LINCOLNSHIRE FARMER FEATURED ON BBC
On 31st March BBC News at Six featured the National Centre for Food Manufacturing’s (NCFM) Holbeach site which hosts April ‘the Robot Chef’ developed by OAL followed by an hour long feature on ‘What they really mean for you – ready meals’ hosted by Justin Rowlatt and featuring both April the robot and 4th generation Lincolnshire farmer Martha Hayes, who also sits on the Greater Lincolnshire Forum for Agriculture and Horticulture.
Martha, who works for the family business TW Hayes Ltd, was delighted to see the BBC feature a commercial Lincolnshire farm which specialises in cereals and sustainable beef production.
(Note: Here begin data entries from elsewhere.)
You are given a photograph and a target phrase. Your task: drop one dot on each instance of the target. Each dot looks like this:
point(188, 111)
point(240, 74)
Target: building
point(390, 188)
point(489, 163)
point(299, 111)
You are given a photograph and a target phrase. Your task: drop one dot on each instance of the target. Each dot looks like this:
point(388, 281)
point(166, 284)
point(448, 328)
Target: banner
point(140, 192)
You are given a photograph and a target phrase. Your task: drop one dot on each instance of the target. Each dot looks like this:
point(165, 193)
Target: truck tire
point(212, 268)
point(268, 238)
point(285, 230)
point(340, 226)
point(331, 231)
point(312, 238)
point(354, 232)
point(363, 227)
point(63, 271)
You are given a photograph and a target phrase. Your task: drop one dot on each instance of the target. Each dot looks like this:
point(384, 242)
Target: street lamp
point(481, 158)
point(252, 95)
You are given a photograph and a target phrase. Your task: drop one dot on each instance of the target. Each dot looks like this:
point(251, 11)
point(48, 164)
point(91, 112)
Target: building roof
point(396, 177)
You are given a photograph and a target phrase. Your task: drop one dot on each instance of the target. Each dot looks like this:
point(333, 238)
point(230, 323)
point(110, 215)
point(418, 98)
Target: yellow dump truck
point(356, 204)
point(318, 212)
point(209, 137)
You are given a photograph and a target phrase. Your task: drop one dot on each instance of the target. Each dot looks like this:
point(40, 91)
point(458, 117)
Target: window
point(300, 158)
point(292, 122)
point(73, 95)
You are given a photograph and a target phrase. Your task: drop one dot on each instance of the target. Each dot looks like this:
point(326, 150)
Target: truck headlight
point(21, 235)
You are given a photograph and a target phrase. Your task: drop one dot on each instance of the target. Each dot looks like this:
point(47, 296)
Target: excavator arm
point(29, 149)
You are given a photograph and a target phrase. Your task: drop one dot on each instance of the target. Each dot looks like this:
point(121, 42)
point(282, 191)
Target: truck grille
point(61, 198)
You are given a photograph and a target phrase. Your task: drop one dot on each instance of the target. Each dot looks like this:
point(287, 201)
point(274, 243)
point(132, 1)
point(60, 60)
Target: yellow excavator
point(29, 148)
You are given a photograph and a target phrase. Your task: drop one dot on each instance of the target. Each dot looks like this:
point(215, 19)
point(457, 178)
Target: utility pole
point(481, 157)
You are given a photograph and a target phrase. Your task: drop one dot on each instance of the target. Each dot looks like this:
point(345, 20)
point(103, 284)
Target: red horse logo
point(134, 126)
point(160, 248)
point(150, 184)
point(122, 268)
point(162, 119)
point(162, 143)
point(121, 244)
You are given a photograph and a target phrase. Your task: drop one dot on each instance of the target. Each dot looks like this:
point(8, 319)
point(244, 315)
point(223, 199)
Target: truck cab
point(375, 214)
In addition to the innovative sustainable practices highlighted in the programme, the farm has also planted 10.5km of hedges in just one generation and the farm hedges alone now sequester 202t/Co2e per year. They have also used arable reversion to herbal ley grassland and invested in 15 years of environmental stewardship, which has had the benefit of increased hare, lapwing and grey partridge populations. The farm includes 150ha of winter wild birdseed planted on farm and the increase in biodiversity is visible.
Martha explains that the reduced finishing ages of their pedigree Lincoln Red Cattle means cattle mature at a younger age, with less emissions per lifetime. All cattle feed is home grown protein using a barley and pea companion crop which also creates a natural nitrogen source, reducing scope 3 emissions associated with cattle production and removing the need to feed imported soya.
And the farm’s arable crops are direct drilled to reduce fuel consumption and it is working hard to monitor and increase soil organic matter levels which are key to sequestering more carbon.
Martha reflected that “Beef consumption is a way of converting grass, a natural product which can't be consumed by humans, into a natural product which can. UK beef has a GHG footprint 2½ times lower than the global average”, so eating British Beef is a way to have nutritious tasty meat whilst impacting less on the environment. Agriculture is also the only industry able to sequester its own emissions, and that of other industries too, by capturing and storing CO2 in the soil and its products.
Martha concluded “We're not doing anything extraordinary but are one of 10,000's of farmers doing similar things day in day out which can collectively make a big difference’.
The full programme is available at What They Really Mean for You - Ready Meals - BBC iPlayer and features April the robot chef (beginning at 16.30) and the visit to Martha’s farm (at 29.30).